1. An isolated polynucleotide comprising a nucleotide sequence of a yeast cytosine deaminase/mutant SR 39 herpes simplex virus type 1 thymidine kinase fusion gene.

2. An isolated polypeptide comprising an amino acid sequence encoded by the polynucleotide of claim 1, which converts prodrugs, 5 fluorocytosine and ganciclovir, into active chemotherapeutic agents.

3. A recombinant adenovirus comprising the polynucleotide according to claim 1.

4. The recombinant adenovirus according to claim 3, further comprising an adenovirus type 5 adenovirus death protein gene.

5. The recombinant adenovirus according to claim 3, wherein the adenovirus is a replication-competent, type 5 adenovirus.

6. The polynucleotide according to claim 1, further comprising an adenovirus type 5 adenovirus death protein gene.

7. The polynucleotide according to claim 1, which comprises the nucleotide sequence of SEQ ID NO. 4.

8. The polynucleotide according to claim 4, wherein the adenovirus type 5 adenovirus death protein gene comprises the nucleotide sequence of SEQ ID NO. 5.

9. The polypeptide according to claim 2, which comprises an amino acid sequence of SEQ ID NO. 4.

10. The recombinant adenovirus according to claim 4, which comprises the nucleotide sequence of SEQ ID NO. 1.

11. A pharmaceutical composition comprising the recombinant adenovirus according to claim 3, and a pharmaceutically acceptable carrier.

12. A pharmaceutical composition comprising the recombinant adenovirus according to claim 4, and a pharmaceutically acceptable carrier.

13. A method of treating a mammalian patient having a malignancy, said method comprising administering to the patient the pharmaceutical composition according to claim 11.

14. A method of treating a mammalian patient having a malignancy, said method comprising administering to the patient the pharmaceutical composition according to claim 12.

15. The method according to claim 13, wherein the pharmaceutical composition is administered locally to a tumor site.

16. The method according to claim 13, wherein the pharmaceutical composition is administered by direct injection to a tumor.

17. The method according to claim 13, wherein the pharmaceutical composition is administered by intravenous injection.

18. The method according to claim 13, wherein the administration is performed at two or more separate times.

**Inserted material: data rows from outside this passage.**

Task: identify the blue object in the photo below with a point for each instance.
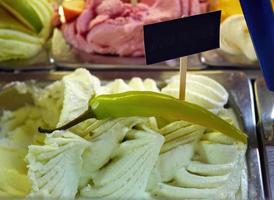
(259, 17)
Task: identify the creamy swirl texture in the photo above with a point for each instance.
(119, 158)
(235, 38)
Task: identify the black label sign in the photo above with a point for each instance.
(181, 37)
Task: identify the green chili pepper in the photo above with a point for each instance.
(151, 104)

19. The method according to claim 14, wherein the pharmaceutical composition is administered locally to a tumor site.

20. The method according to claim 14, wherein the pharmaceutical composition is administered by direct injection to a tumor.

21. The method according to claim 14, wherein the pharmaceutical composition is administered by intravenous injection.

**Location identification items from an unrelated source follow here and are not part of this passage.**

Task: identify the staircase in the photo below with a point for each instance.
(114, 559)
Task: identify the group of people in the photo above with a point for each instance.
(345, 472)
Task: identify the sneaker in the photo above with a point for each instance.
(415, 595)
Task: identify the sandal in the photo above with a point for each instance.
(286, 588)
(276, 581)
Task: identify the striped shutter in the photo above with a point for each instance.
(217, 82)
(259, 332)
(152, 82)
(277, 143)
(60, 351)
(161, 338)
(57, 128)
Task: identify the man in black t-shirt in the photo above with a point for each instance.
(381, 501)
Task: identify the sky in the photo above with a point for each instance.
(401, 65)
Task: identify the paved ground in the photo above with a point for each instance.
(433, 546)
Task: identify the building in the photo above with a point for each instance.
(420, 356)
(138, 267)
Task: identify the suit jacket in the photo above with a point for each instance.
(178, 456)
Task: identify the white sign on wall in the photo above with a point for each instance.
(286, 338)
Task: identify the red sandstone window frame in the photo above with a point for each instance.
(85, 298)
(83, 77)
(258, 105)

22. The method according to claim 14, wherein the administration is performed at two or more separate times.

23. The method according to claim 14, further comprising administering (a) 5-fluorocytosine and/or (b) ganciclovir or derivatives thereof to the patient.

24. The method according to claim 23, further comprising treating the patient with radiation therapy.

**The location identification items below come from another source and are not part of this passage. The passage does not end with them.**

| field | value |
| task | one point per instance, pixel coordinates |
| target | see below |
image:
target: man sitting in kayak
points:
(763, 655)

25. A method of treating a mammalian patient having a solid tumor, wherein cells comprising said tumor are capable of infection by an adenovirus, said method comprising: treating the patient with the recombinant adenovirus according to claim 4, administering (a) 5-fluorocytosine and/or (b) ganciclovir or derivatives thereof to the patient, and treating the patient with radiation therapy.

26. A method of converting 5 fluorocytosine and/or ganciclovir into active chemotherapeutic agents comprising contacting the polypeptide according to claim 2 with 5 fluorocytosine and/or ganciclovir.